What Time Are Babies Usually Born?

Better eat your morning Wheaties if you're about to be a parent, because a new study is saying that most U.S. babies are born between 8 a.m. and noon, according to the Center for Disease Control and Prevention's Center for Health Statistics, and as reported by TODAY.

The CDC report covered about 90 percent of birth certificate data from 2013, and examined the timing of deliveries, comparing spontaneous labors, induced labors, cesarean sections and out-of-hospital births.

According to Dr. Michael R. Berman, medical director of labor and delivery at New York City's Mount Sinai Beth Israel Hospital, the rise in daytime births is associated with scheduled C-sections, which are largely done in the morning hours. He said the CDC data "can be helpful for the planning of staffing on the labor and delivery floors and in neonatal intensive care units to improve patient safety and optimize outcomes."

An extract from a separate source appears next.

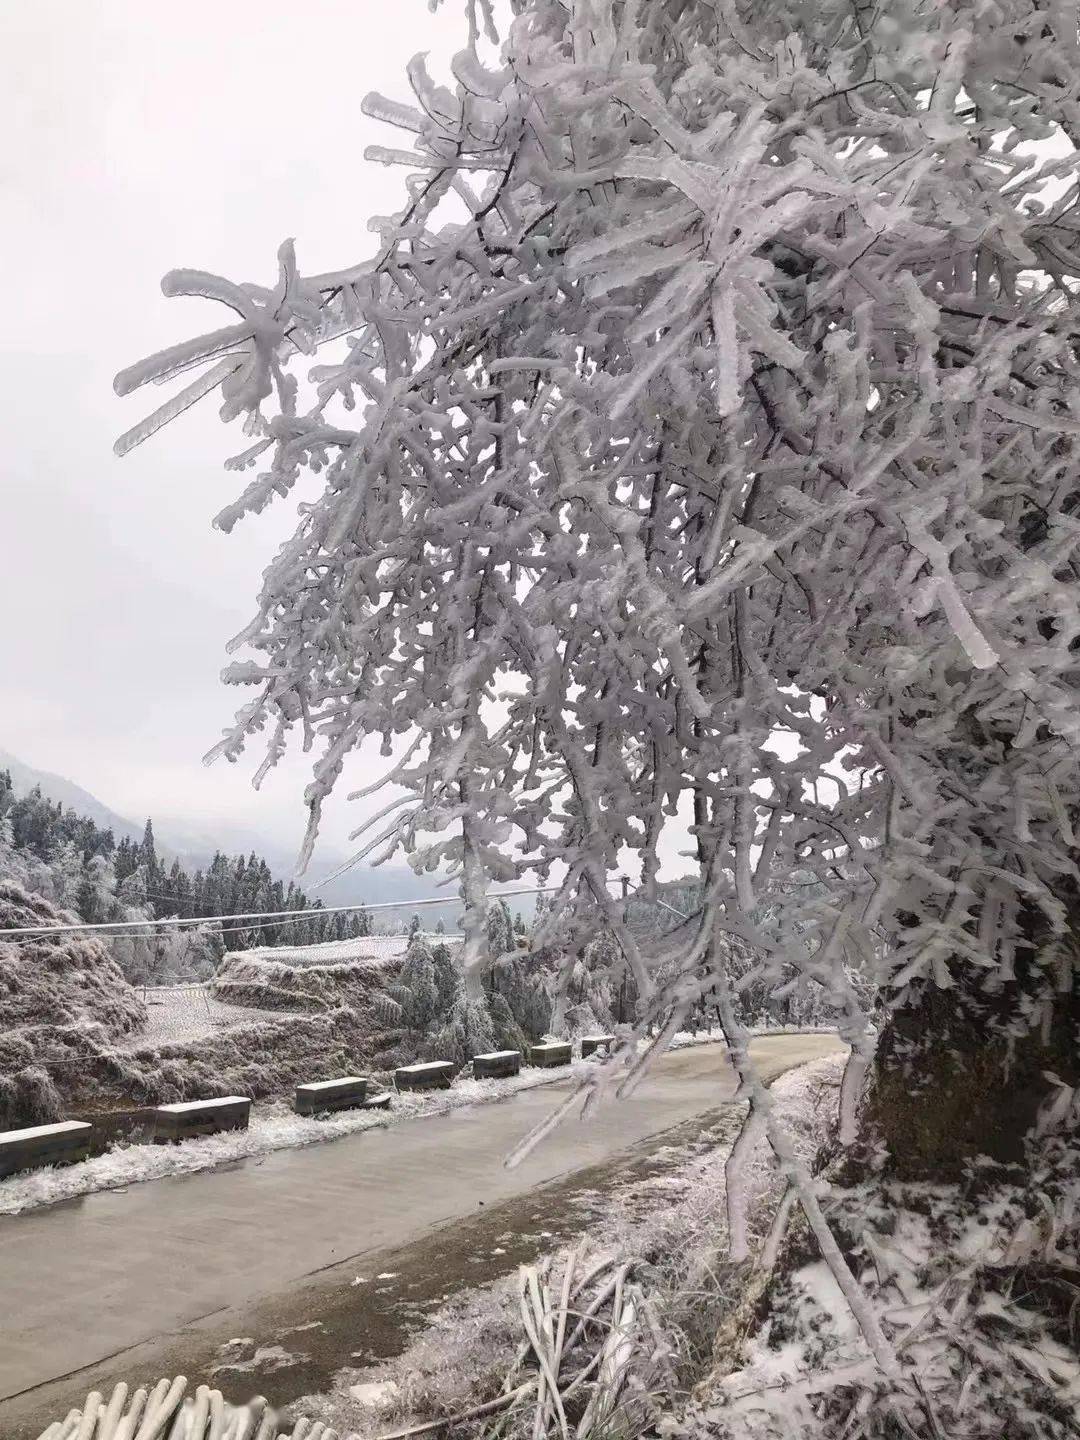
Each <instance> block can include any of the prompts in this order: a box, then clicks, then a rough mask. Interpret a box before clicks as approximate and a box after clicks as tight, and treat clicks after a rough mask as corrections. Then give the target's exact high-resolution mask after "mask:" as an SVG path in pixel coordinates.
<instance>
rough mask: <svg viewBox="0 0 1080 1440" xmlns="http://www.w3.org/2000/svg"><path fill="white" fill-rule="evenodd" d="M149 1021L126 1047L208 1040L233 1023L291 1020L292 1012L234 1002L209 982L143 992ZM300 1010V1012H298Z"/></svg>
mask: <svg viewBox="0 0 1080 1440" xmlns="http://www.w3.org/2000/svg"><path fill="white" fill-rule="evenodd" d="M143 995H144V1001H145V1007H147V1024H145V1028H144V1030H143V1032H141V1034H138V1035H134V1037H130V1038H128V1040H127V1041H125V1044H124V1048H128V1050H131V1048H138V1047H147V1045H183V1044H193V1043H197V1041H200V1040H206V1038H209V1037H210V1035H213V1034H215V1032H216V1031H220V1030H223V1028H226V1027H229V1025H251V1024H258V1022H262V1021H266V1020H289V1018H291V1017H289V1012H288V1011H285V1012H282V1014H278V1015H268V1014H266V1011H265V1009H255V1008H253V1007H251V1005H230V1004H226V1002H225V1001H220V999H217V998H216V996H215V995H212V994H210V989H209V986H207V985H164V986H158V988H154V989H147V991H144V992H143ZM297 1014H298V1012H297Z"/></svg>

MORE: Birth Plan Checklist

Other things the CDC study found include:

  • Tuesday was the most common birth day, followed by Monday.
  • Births on Saturday and Sunday were more likely to occur in the late evening and early morning hours than births Monday through Friday.
  • Babies delivered out of the hospital mostly arrived in the early morning hours, between 1 a.m. and 4:59 a.m—the quietest hours for in-hospital births, which make up 98 percent of all births in the U.S.

Dr. Astrid Jain, an ob-gyn at Carolinas Medical Center in Charlotte, North Carolina, said day shifts are busier, but noted that birthing time doesn't always have "any rhyme or reason to it."

"We almost laugh when we try to plan our day," Jain said. "Because you know the part of the wonderful part of labor of delivery is that there is no plan."